Tension building never sounded so gracefully constructed.

Stephen Wyatt: Ital Tek’s future beat revolution peaks on “Reflection Through Destruction”, combining harsh noise, pensively melodic synth lines and sub bass undertones. Once the beat emerges, it lifts the cacophony into the paper thin atmosphere. Tension building never sounded so gracefully constructed. [9/10]

Pryor Stroud: Here, Ital Tek sharpens synths that were already jagged edges to begin with, and the effect is unnerving. It has an ominousness that looms but never breaks: the dubstep-warped bass threatens to charge at us, but stops short, enveloped by ’70s-era horror movie ambience. This is a prototype for something more intricate and imposing but, right now, it doesn’t create enough destruction to reflect anything worth your attention. [4/10]

Sarah Zupko: Ital Tek’s Hollowed is my favorite electronic album of the year thus far and this track shows why. Ital Tek builds fully formed worlds within his music, as all great composers do. [9/10]

Emmanuel Elone: This is some gritty electronic music. The distortion on it sounds like someone trying unsuccessfully to rev up their car, and some airy effects and notes behind the wall of noise only build upon the grandiose soundscape of the track. When the drop finally comes in, it hits hard, a bang that throbs and pounds the air before ending the song in the ripples of sounds that it leaves behind. “Reflections Through Destruction” is a monster of a song that doesn’t hold back until it finally explodes in a suicide of electronic bursts and heavy drops. It’s dark, disturbing, yet equally amazing and awe-inspiring. [7/10]

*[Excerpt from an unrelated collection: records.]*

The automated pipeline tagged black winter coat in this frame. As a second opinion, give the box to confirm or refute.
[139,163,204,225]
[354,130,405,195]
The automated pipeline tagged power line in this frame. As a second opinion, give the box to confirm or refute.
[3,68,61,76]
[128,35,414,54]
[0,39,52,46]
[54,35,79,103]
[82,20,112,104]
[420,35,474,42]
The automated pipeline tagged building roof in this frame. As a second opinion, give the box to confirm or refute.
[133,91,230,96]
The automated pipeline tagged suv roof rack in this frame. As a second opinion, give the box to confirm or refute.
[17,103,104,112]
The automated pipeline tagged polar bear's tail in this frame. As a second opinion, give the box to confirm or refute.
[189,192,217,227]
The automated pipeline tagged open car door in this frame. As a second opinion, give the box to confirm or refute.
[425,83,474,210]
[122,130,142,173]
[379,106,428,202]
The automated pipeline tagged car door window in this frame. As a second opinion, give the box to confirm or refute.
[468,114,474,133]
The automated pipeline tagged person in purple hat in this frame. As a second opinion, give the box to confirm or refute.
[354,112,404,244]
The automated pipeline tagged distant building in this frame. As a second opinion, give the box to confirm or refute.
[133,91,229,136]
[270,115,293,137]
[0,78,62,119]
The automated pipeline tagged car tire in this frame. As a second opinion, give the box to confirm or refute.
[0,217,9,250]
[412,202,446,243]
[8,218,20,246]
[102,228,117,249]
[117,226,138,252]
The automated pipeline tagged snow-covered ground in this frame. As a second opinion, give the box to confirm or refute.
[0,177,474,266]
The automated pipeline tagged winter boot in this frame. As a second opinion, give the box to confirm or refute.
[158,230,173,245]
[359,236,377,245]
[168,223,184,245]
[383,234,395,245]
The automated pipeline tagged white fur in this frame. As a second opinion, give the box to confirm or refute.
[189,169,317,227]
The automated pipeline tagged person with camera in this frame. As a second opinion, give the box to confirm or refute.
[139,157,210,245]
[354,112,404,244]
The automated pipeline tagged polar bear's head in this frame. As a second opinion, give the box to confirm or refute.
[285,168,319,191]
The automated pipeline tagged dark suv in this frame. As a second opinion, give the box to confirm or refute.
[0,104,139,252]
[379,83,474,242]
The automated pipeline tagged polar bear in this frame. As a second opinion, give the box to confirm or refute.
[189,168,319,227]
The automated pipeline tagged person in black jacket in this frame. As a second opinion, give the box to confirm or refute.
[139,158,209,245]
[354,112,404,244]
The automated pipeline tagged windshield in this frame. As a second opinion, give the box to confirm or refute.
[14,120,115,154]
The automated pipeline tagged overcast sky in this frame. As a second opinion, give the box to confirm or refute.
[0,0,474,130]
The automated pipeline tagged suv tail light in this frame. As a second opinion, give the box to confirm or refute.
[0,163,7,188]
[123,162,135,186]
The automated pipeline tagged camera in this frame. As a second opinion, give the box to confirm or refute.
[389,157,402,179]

Dami Solebo: The industrial sounds make it somewhat challenging to listen to, but the pedestrian dubstep-esque contribution towards the end is significant. [6/10]

Chad Miller: Feels more like an interlude than a standalone track. Sounds promising, but it just doesn’t go far enough away from where it starts. [4/10]

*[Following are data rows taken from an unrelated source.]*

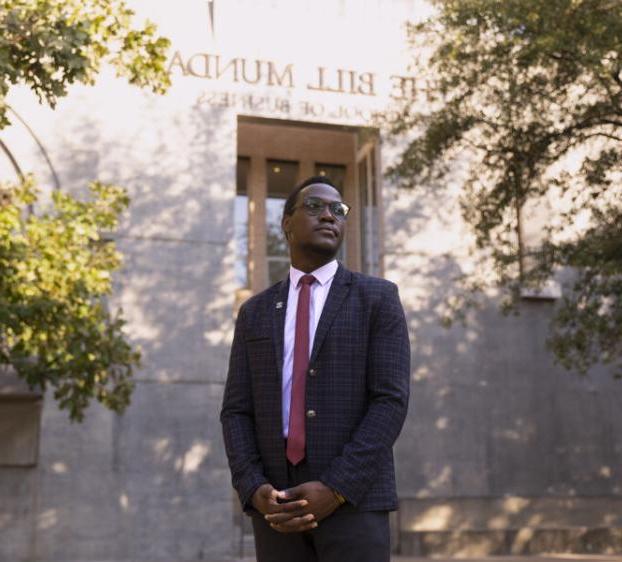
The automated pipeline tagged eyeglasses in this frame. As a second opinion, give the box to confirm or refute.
[301,197,350,220]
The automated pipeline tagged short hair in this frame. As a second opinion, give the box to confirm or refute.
[281,176,339,220]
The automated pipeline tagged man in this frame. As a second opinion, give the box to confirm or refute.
[221,177,410,562]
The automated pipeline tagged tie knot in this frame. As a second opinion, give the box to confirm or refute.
[298,275,315,285]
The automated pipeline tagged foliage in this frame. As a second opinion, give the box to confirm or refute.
[0,178,140,420]
[391,0,622,376]
[0,0,170,129]
[0,0,170,420]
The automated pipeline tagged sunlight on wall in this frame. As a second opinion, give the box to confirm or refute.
[37,509,58,530]
[52,462,67,474]
[410,505,453,531]
[175,443,211,474]
[119,494,130,511]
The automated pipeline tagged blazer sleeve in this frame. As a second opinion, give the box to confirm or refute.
[320,283,410,506]
[220,306,268,511]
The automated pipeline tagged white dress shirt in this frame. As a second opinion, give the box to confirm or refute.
[282,260,338,438]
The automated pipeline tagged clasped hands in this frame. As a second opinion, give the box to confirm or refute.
[252,480,340,533]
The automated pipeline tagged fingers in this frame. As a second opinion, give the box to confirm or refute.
[278,500,309,513]
[264,509,313,525]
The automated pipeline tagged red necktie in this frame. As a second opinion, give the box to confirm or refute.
[287,275,315,465]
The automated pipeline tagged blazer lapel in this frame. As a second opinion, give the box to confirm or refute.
[309,264,352,365]
[272,275,289,380]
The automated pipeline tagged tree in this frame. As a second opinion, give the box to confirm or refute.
[0,0,170,420]
[390,0,622,376]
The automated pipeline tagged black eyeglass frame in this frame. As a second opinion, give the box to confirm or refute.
[294,196,351,220]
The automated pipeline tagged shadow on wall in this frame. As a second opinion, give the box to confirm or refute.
[386,174,622,555]
[0,101,241,560]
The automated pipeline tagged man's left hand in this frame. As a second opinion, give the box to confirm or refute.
[266,480,340,531]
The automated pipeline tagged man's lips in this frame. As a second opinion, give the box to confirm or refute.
[315,226,339,238]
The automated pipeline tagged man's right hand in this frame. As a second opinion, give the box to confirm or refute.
[251,484,317,533]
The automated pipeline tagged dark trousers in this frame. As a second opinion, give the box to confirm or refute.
[252,461,391,562]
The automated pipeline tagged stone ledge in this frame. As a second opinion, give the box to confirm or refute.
[400,528,622,558]
[0,365,43,400]
[399,496,622,532]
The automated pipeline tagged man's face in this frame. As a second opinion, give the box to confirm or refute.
[283,183,346,256]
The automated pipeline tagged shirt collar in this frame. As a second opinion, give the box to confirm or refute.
[289,260,339,288]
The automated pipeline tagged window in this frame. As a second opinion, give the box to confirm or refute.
[358,143,380,275]
[234,117,382,296]
[266,160,299,285]
[233,156,250,288]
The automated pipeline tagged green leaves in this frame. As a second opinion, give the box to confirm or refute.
[0,0,170,124]
[0,178,140,420]
[391,0,622,375]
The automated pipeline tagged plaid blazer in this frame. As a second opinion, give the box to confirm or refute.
[220,265,410,511]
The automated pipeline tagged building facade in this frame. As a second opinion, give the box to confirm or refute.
[0,0,622,562]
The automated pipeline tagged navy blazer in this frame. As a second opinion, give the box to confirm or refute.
[220,265,410,511]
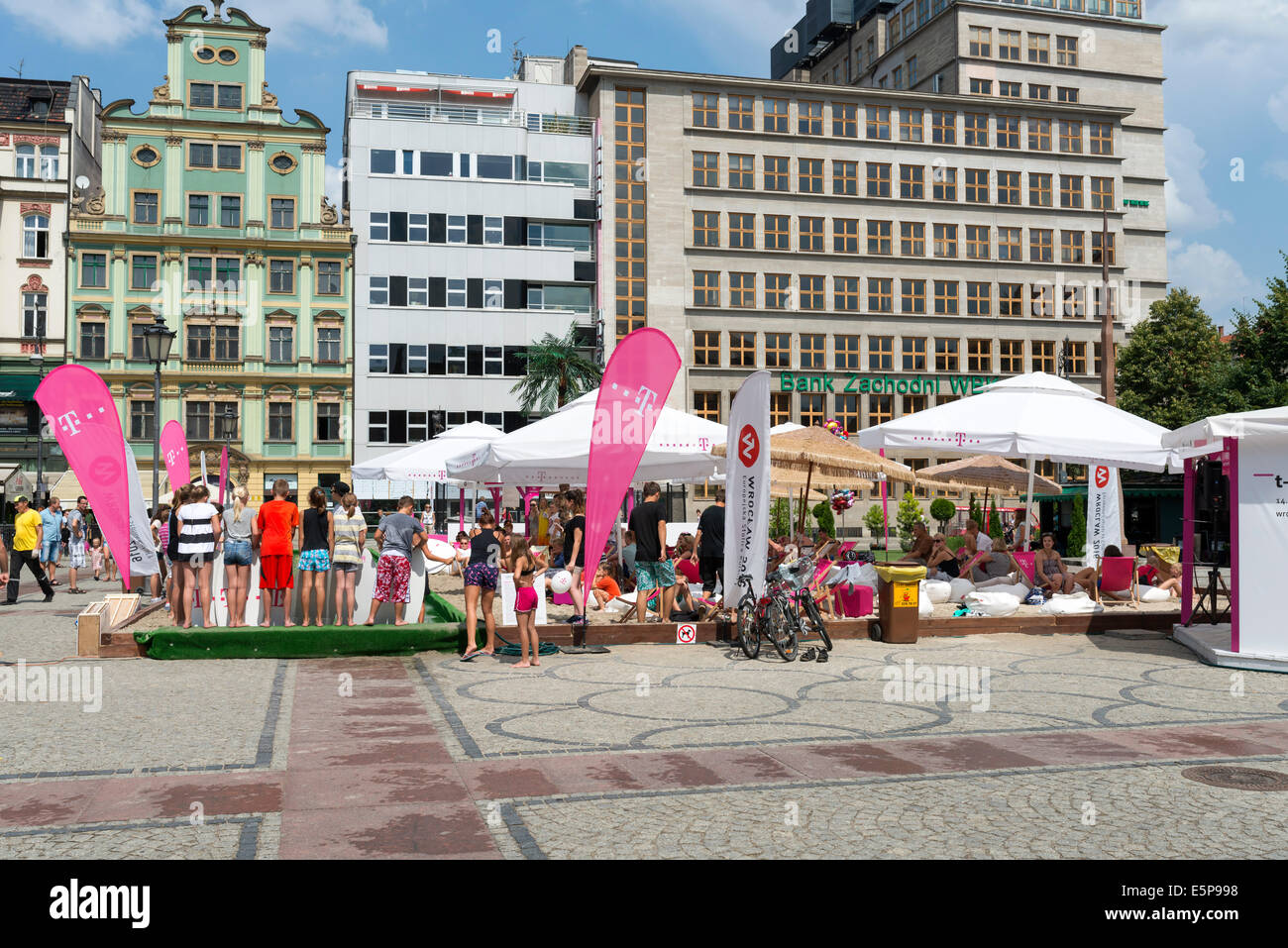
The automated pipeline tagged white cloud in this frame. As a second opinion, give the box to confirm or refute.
[1167,239,1261,320]
[1163,125,1234,231]
[0,0,389,51]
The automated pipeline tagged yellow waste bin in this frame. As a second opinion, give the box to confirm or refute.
[873,566,926,645]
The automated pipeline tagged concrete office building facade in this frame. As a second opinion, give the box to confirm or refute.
[345,56,597,461]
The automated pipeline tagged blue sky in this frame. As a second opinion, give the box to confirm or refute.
[0,0,1288,326]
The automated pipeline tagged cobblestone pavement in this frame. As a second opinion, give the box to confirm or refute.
[0,601,1288,859]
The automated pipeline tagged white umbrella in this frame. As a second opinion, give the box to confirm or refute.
[353,421,505,485]
[447,389,728,484]
[859,372,1179,535]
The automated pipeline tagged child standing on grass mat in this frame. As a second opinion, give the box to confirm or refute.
[255,479,300,629]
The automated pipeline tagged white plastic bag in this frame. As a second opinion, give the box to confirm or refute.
[963,590,1020,618]
[948,578,975,603]
[1038,591,1105,616]
[921,579,953,603]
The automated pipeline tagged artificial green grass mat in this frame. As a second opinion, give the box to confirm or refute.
[134,623,464,661]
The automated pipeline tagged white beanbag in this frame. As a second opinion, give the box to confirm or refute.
[1038,591,1105,616]
[962,590,1020,618]
[921,579,953,603]
[948,578,975,603]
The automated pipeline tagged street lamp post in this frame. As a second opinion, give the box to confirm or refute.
[143,313,179,516]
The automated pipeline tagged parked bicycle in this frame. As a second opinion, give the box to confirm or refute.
[737,575,799,662]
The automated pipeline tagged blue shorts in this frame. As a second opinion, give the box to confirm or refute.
[300,550,331,574]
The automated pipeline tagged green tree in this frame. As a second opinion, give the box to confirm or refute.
[1224,253,1288,411]
[510,326,604,415]
[894,490,922,540]
[930,497,957,531]
[1064,494,1087,557]
[1118,288,1231,428]
[810,500,836,537]
[863,503,885,537]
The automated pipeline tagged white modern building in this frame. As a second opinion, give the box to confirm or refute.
[344,56,599,463]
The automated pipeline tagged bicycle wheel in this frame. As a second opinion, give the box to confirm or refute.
[765,599,800,662]
[805,595,832,652]
[738,601,760,658]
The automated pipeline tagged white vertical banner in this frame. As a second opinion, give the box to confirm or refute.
[1227,435,1288,658]
[724,370,769,594]
[1087,464,1122,566]
[125,445,161,579]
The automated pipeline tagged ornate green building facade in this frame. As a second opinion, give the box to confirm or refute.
[67,4,353,502]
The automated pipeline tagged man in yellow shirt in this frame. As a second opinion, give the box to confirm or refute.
[4,497,54,605]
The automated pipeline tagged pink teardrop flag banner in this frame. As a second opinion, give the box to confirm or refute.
[36,366,130,588]
[161,421,192,490]
[584,327,680,600]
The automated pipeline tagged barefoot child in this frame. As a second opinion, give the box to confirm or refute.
[510,537,546,669]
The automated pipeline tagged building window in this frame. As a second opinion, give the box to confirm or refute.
[798,218,823,254]
[999,339,1024,374]
[268,197,295,231]
[188,194,210,227]
[268,402,295,442]
[899,222,926,257]
[934,166,957,201]
[966,339,993,373]
[268,261,295,293]
[693,330,720,369]
[966,280,993,316]
[22,214,49,261]
[317,326,344,366]
[693,93,720,129]
[134,190,161,224]
[1030,339,1055,374]
[997,283,1024,316]
[796,158,823,194]
[796,102,823,136]
[765,332,793,369]
[729,271,756,309]
[832,277,859,313]
[864,106,890,142]
[765,273,793,309]
[1029,227,1055,263]
[930,112,957,145]
[130,398,156,441]
[832,336,859,372]
[765,214,791,250]
[1060,119,1082,155]
[314,261,344,296]
[764,98,787,133]
[693,211,720,248]
[868,277,894,313]
[693,152,720,188]
[763,156,791,190]
[832,218,859,254]
[22,292,49,339]
[935,279,960,316]
[832,102,859,138]
[899,279,926,313]
[729,332,756,369]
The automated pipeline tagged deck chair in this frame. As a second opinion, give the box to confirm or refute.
[1092,557,1140,609]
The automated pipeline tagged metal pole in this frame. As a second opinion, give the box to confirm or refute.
[152,362,161,516]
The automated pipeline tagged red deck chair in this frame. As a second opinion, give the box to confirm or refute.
[1092,557,1140,609]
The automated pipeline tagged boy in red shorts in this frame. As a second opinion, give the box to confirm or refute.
[255,480,300,629]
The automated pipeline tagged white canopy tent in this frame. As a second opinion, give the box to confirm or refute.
[447,389,728,485]
[859,372,1180,533]
[353,421,505,487]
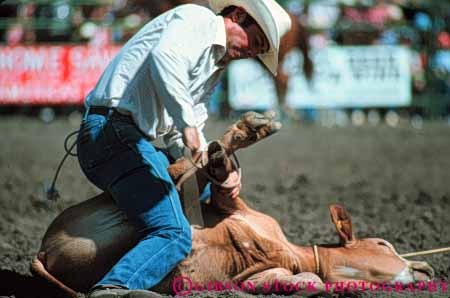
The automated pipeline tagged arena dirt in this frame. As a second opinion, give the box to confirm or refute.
[0,116,450,298]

Chris Ingalls: What impresses me most about this song is that it’s not trying to prove anything or sound like anything or anyone in particular. It’s aimless, and not in a bad way. Beginning appropriately with a synth that sounds like a drum roll and eventually weaves its way through the song like an engine low on some essential fluid, this plays out like a series of ideas that make up one brief, weird piece of music. [7/10]

Ital Tek’s new album Hollowed releases March 18th via Planet Mu.